Abstract
A rectal swab sample was collected from a patient with Guillain–Barré syndrome and enriched in lysogeny broth. Carbapenem-resistant bacteria were selected by China Blue agar plates containing 0.3 μg/ml meropenem. Carbapenemase-producing Klebsiella michiganensis was identified and characterized by matrix-assisted laser desorption/ionization time-of-flight (MALDI-TOF), immune colloidal gold technique, a conjugation experiment, PCR analysis, and antimicrobial susceptibility testing. The genome of K. michiganensis was determined by whole genome sequencing. Antimicrobial susceptibility testing showed that the K. michiganensis was resistant to imipenem, meropenem, ertapenem, cefmetazole, ceftazidime, cefotaxime, piperacillin/tazobactam, sulbactam/cefoperazone, ceftazidime/avibactam, cefepime, and aztreonam while susceptible to polymyxin B, ciprofloxacin, tigecycline, and amikacin.

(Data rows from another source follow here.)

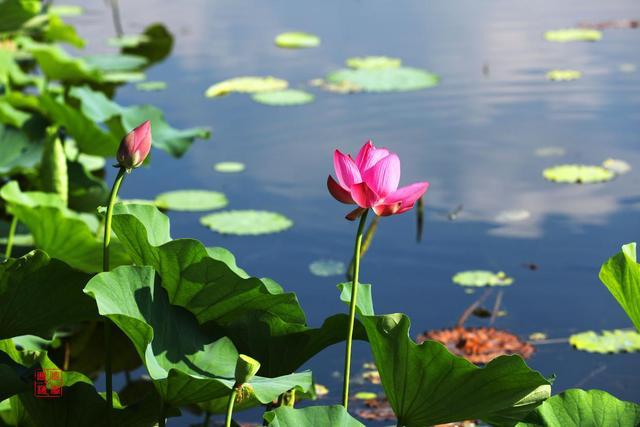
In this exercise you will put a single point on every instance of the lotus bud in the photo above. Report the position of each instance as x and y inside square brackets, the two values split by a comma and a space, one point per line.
[135, 147]
[246, 368]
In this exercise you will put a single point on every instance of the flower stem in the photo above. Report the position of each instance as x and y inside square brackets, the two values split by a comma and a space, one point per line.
[352, 309]
[12, 232]
[232, 400]
[105, 267]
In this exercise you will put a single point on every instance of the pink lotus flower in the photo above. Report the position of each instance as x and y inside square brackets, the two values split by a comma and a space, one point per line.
[135, 147]
[371, 181]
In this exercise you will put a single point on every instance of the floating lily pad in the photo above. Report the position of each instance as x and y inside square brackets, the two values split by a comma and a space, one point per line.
[578, 174]
[246, 222]
[249, 84]
[132, 40]
[615, 341]
[357, 62]
[365, 395]
[399, 79]
[151, 86]
[297, 40]
[617, 165]
[191, 200]
[564, 75]
[550, 151]
[572, 35]
[482, 278]
[514, 215]
[229, 167]
[283, 97]
[327, 268]
[342, 87]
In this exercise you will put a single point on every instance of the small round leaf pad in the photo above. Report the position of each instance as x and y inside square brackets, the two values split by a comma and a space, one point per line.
[578, 174]
[246, 222]
[248, 84]
[297, 40]
[401, 79]
[615, 341]
[327, 267]
[191, 200]
[283, 97]
[229, 167]
[373, 62]
[573, 35]
[480, 278]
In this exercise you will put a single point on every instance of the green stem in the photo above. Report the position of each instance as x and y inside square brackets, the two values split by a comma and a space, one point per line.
[105, 267]
[352, 309]
[12, 232]
[232, 400]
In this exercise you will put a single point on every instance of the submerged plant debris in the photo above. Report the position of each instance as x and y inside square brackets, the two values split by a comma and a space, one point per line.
[479, 345]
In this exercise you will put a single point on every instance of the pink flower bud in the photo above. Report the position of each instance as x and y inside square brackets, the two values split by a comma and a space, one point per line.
[135, 147]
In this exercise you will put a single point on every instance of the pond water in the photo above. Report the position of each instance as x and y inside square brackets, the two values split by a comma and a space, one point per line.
[474, 137]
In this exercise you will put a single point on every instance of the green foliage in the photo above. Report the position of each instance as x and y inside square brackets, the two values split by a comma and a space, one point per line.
[39, 294]
[334, 416]
[53, 167]
[186, 364]
[621, 275]
[427, 385]
[615, 341]
[580, 408]
[62, 233]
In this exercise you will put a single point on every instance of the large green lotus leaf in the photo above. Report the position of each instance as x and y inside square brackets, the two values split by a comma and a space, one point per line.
[89, 137]
[573, 34]
[615, 341]
[297, 40]
[155, 44]
[373, 62]
[99, 108]
[56, 64]
[16, 12]
[186, 364]
[12, 116]
[282, 98]
[248, 84]
[398, 79]
[191, 200]
[39, 294]
[246, 222]
[62, 233]
[427, 385]
[80, 403]
[192, 276]
[621, 275]
[17, 153]
[578, 174]
[580, 408]
[334, 416]
[259, 318]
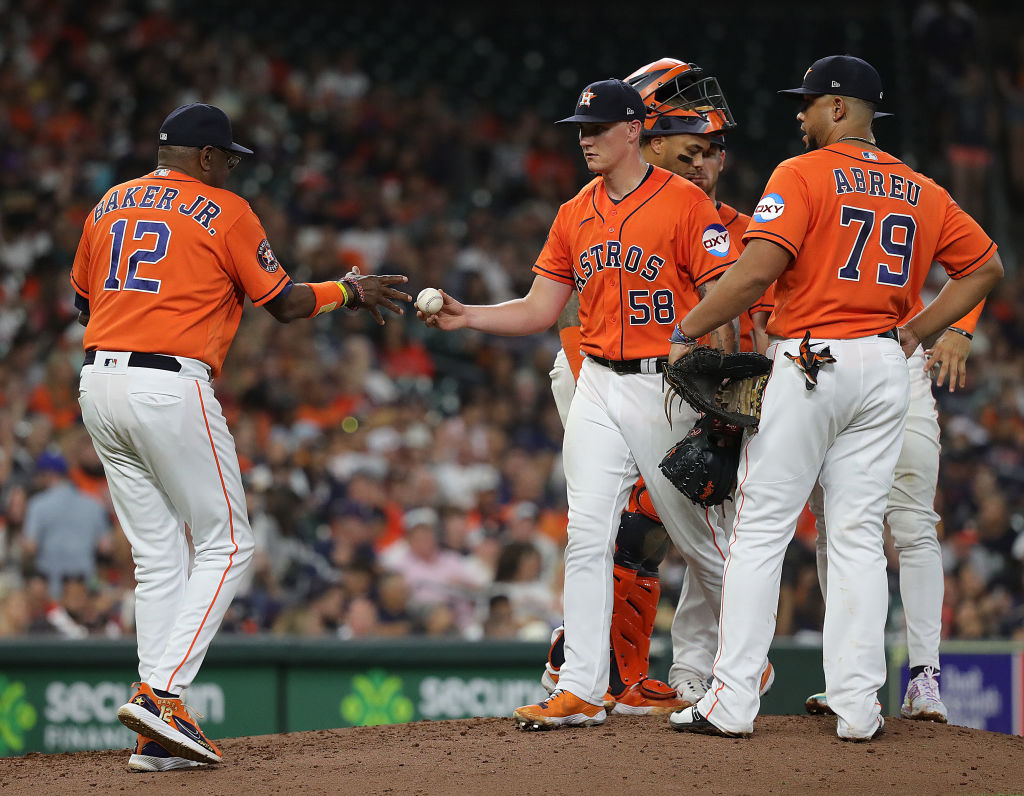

Immune colloidal gold technique suggested that this strain co-produced three different carbapenemases [Klebsiella pneumoniae carbapenemase (KPC), New Delhi metallo-beta-lactamase (NDM), and Imipenem (IMP)]. Whole genome sequencing analysis indicated that this strain belonged to ST91, and blaKPC–2, blaNDM–1, and blaIMP–4 were carried on different conjugative plasmids. Besides, the co-existence and transferability of blaKPC–2, blaNDM–1, and blaIMP–4 in K. michiganensis facilitates the potential horizontal dissemination and nosocomial spread of resistance genes among multidrug-resistant organisms.
Highlights
Klebsiella michiganensis, first recovered from a toothbrush holder in a Michigan household in 2013, was reported to be closely related to Klebsiella oxytoca with similarity of 16S rRNA sequence as high as 99% (Saha et al, 2013)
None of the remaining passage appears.